At Ease with Uncertainties
By: Reem Elmaghraby
English Managing Editor
Last Sunday marked my last first day at AUC and finally my last day of moving back into the dorms. I’m extremely happy that I won’t have to be packing and unpacking several times a year anymore.
I’m also excited to start a new chapter after I’m done with what will be my last semester.
However, the excitement I feel is accompanied with the fear of the unknown. The fear of what’s to come after I graduate.
“Unemployment is waiting for you,” my friends would joke and I’d laugh because humor is the best coping mechanism, right? If you can’t beat it, might as well joke about it.
During the last month as I started to prepare for my last semester, I found myself reflecting on who I am now as opposed to who I was when I first arrived at AUC.
I’ve realized that this fear of the unknown is something that I’ve carried with me my entire life and I believed it to be entirely normal. This fear significantly increased due to the virus and the uncertainty of the future that everyone currently shares.
I combated it by constantly having multiple plans for everything just in case something goes wrong.
This fear has been an enemy and a friend throughout college. It has helped me become a rigorous planner staying up to date with what I needed to do.
However, fear was also one of my biggest roadblocks. I struggled to put my work out there because I was scared I wasn’t good enough.
The fear of failure often prevented me from trying as hard as I could just so I could have something to blame if things didn’t go according to plan. It also pushed me to quit simply because I was afraid of being labeled a failure.
This fear has become subdued the more I’ve challenged it either with difficult courses that I’ve taken or simply by picking up new hobbies.
But if I’m being honest with myself, even with all this fear-induced planning, I still feel lost.

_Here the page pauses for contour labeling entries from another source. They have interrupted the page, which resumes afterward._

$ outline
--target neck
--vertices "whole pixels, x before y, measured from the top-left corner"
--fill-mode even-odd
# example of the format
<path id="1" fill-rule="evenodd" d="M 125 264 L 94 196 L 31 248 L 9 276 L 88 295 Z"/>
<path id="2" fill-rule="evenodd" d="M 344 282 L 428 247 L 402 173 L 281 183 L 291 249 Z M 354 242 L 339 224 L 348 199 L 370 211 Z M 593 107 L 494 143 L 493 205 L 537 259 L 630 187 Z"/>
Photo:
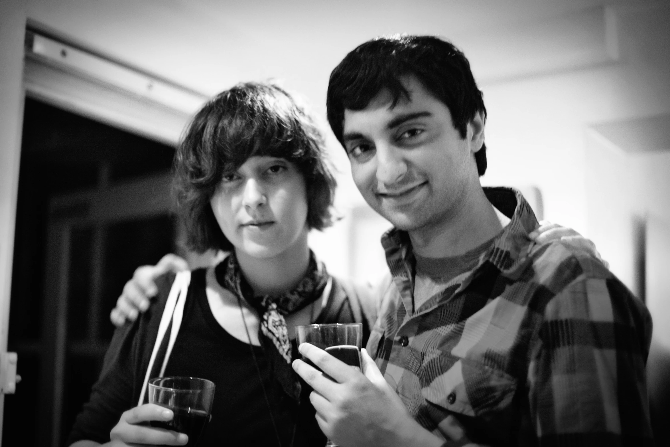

I’ve had plans that guided me throughout my entire life up until this point and now I’ve reached the last page of my planner and it feels like I’m out of options.
How will I get a job after I graduate? Where do I want to work? Where will I stay? What now?
So many questions that I have no answers to. But for the first time, I think I might be okay with that.
The longer we’ve been under the threat of COVID-19, the more I realized how no one can be fully prepared for anything that’s yet to come.
In the span of seconds on a random Thursday in March, our lives changed. Everyone endured a lot of losses and the future became extremely vague.
In the beginning it was frightening, but we’ve almost spent a year with this virus and unfortunately we still don’t know where we’ll be in the next few months.
Uncertainty is a normal part of life and there’s no point in constantly being worried about things going wrong.
All this will do is cause you more stress.
Focus on the problem you can solve now, and answers will eventually follow.
I’m not saying never plan for anything, being prepared is always a good idea, but if things go wrong, maybe it isn’t the end of the world.